You need to get RID of the pulldown that has been applied to the one that runs at 29.97 fps.
Film is shot at 24 frames per second. NTSC video (US standard definition - in other words, this is what's on DVDs) is 59.94 fields per second, or 29.97 frames per second.
In order to get 24fps film to match 29.97fps video, it's first slowed down ever so slightly to 23.976 frames per second. This is pretty much an imperceptible difference that no one ever notices, though some Blu-Ray players are now capable of displaying true 24fps content. Anyway, that part is usually not an issue at all, as when 24fps material is digitized, it's almost always digitized at 23.976 from the get-go.
To get from 23.976 to 29.97, you undergo a process called "3:2 pulldown" (or 2:3 pulldown, but my film school profs have always used the two terms interchangeably). Basically, this takes each full frame, splits them into individual fields, and distributes each field across the frames of video.
Basically, in order to edit with the 29.97 material, you need to undo this process so you have 23.976 full frames per second to work with.
--COMPLICATED TECHNICAL STUFF BELOW; SORRY IF THIS IS TOO COMPLICATED, IT'S HARD TO EXPLAIN IN TEXT FORM---
This is an issue in editing because to apply 2:3 pulldown, this is what happens:
FILM FRAMES: A B C D
Each of these four frames will be split into two fields - that means that every other line of information is on a different field (so line 1 is on field 1, line 2 is on field 2, line 3 is on field 1, line 4 is on field 2, and so on - this is interlaced, whereas all lines containing all the picture information of a frame is progressive).
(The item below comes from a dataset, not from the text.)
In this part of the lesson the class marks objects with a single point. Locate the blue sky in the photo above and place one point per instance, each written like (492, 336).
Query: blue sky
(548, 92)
So now you have eight fields from four frames - A1, A2, B1, B2, C1, C2, D1.
To get this into a format that can be played at interlaced 29.97fps, the fields are blended together. This is where the process (2:3) gets its name, as this is what you end up with:
VIDEO FRAMES: A1/A2 B1/B2 B1/C1 C2/D1 D2/D1
So that turns 4 frames into 5 frames. Video frame 1 is two fields of film frame A; video frame 2 is two fields of film frame B; video frame 3 is one field of film frame B and one field of film frame C; VF 4 is one field of FF C and one of FF D; and VF 5 is two fields of FF D.
(Note that video frame 5 might actually be D1/D2, I don't remember. Likewise, video frame 3 might be B2/C1.)
As you can see, this shows as a cadence of 2 fields, then 3 fields, then 2 fields, then 3 fields ... 2:3:2:3.
The reason this has to be reversed is film frame C. It's split across two video frames, and needs to be recovered. If you cut after video frames 3 or 4, what's the end of your shot? Frame B? Frame C? Frame D? These frames need to be recovered from the 2:3 pulldown cadence so you can work with them and not worry about splitting fields when you edit.
There are many different ways to do this, but since I've never used Vegas, I don't know how to help you out in this situation. I'm sure someone else will. I just thought you'd like to know why the framerates are different, and which one is the one you should go with.